Shares are already fetching a premium valuation

At that opening price, which was driven by strong investor demand for Spotify shares, the Swedish company is valued at $29.5 billion. Spotify had generated revenue of 4.1 billion euros ($5 billion) in 2017 and recently provided guidance for the first quarter for revenue in the range of 1.1 billion euros to 1.15 billion euros ($1.35 billion to $1.4 billion), which includes a hit of 95 million euros to 105 million euros due to foreign exchange headwinds.

That puts trailing-12-month revenue in the ballpark of 4.3 billion euros ($5.3 billion), meaning that shares opened at a valuation of about 5.6 times sales. That valuation prices in optimistic expectations for Spotify's future, even as Spotify has long been unprofitable thanks to hefty royalty costs paid to record labels.

Still, there are other ways to justify that premium valuation. The company is the largest music-streaming platform on Earth by a wide margin, enjoys ubiquity thanks to expansive third-party partnerships and integrations, and harnesses all that user data to fine-tune its market-leading discovery algorithms. Spotify also addresses large swaths of the market that Apple is simply uninterested in: Android users and users in emerging markets that can't afford to pay $10 per month. (Apple Music is technically available on Android, but the service is designed for users entrenched in the Mac maker's ecosystem.)

Now what?

Generally speaking, IPOs are extremely volatile when trading commences. Spotify's direct listing may be even more volatile due to the nature and mechanics of direct listings, which few investors have experience with. Additionally, there will not be any lock-up agreements associated with the direct listing, which is customary for traditional IPOs.
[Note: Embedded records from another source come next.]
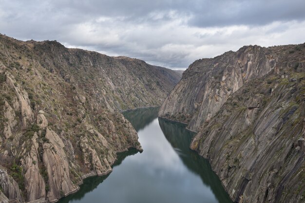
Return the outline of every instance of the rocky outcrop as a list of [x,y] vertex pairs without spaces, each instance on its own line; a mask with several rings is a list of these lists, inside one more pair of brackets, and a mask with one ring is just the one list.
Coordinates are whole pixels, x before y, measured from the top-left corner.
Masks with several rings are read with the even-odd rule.
[[42,146],[43,160],[50,186],[47,197],[50,202],[54,202],[63,195],[77,190],[77,187],[70,178],[69,162],[63,142],[55,132],[48,128],[45,138],[49,140]]
[[231,94],[248,80],[261,78],[273,70],[277,60],[269,50],[256,46],[197,60],[185,71],[181,81],[166,99],[159,116],[187,122],[188,128],[197,131],[203,122],[215,115]]
[[0,167],[0,187],[1,191],[9,200],[23,202],[22,192],[19,189],[18,184],[8,175],[6,169],[2,167]]
[[120,111],[160,105],[180,78],[137,59],[0,34],[0,200],[54,202],[109,173],[116,152],[142,150]]
[[162,104],[159,116],[198,132],[191,149],[236,202],[304,201],[304,52],[248,46],[197,61]]
[[44,200],[45,196],[45,184],[43,178],[40,174],[38,167],[38,136],[35,133],[32,138],[32,146],[30,151],[22,160],[24,169],[24,187],[26,200],[30,202],[34,200]]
In a regular IPO, there are a specified number of shares that we know will be offered by both the company and existing shareholders. In a direct listing, existing shareholders register a certain number of shares that they can sell but are under no obligation to sell. Spotify registered 55.7 million shares in the direct listing that can be sold, but existing shareholders "may, or may not, elect to sell their ordinary shares covered by this prospectus, as and to the extent they may determine."

Among other reasons, Spotify had said that "market-driven price discovery" (which is how all secondary markets work) was one of the reasons it was pursuing a direct listing instead of a traditional IPO, although the real reason was likely Spotify trying to effectively negate some onerous terms associated with convertible debt that has since been exchanged for equity. Let the price discovery begin!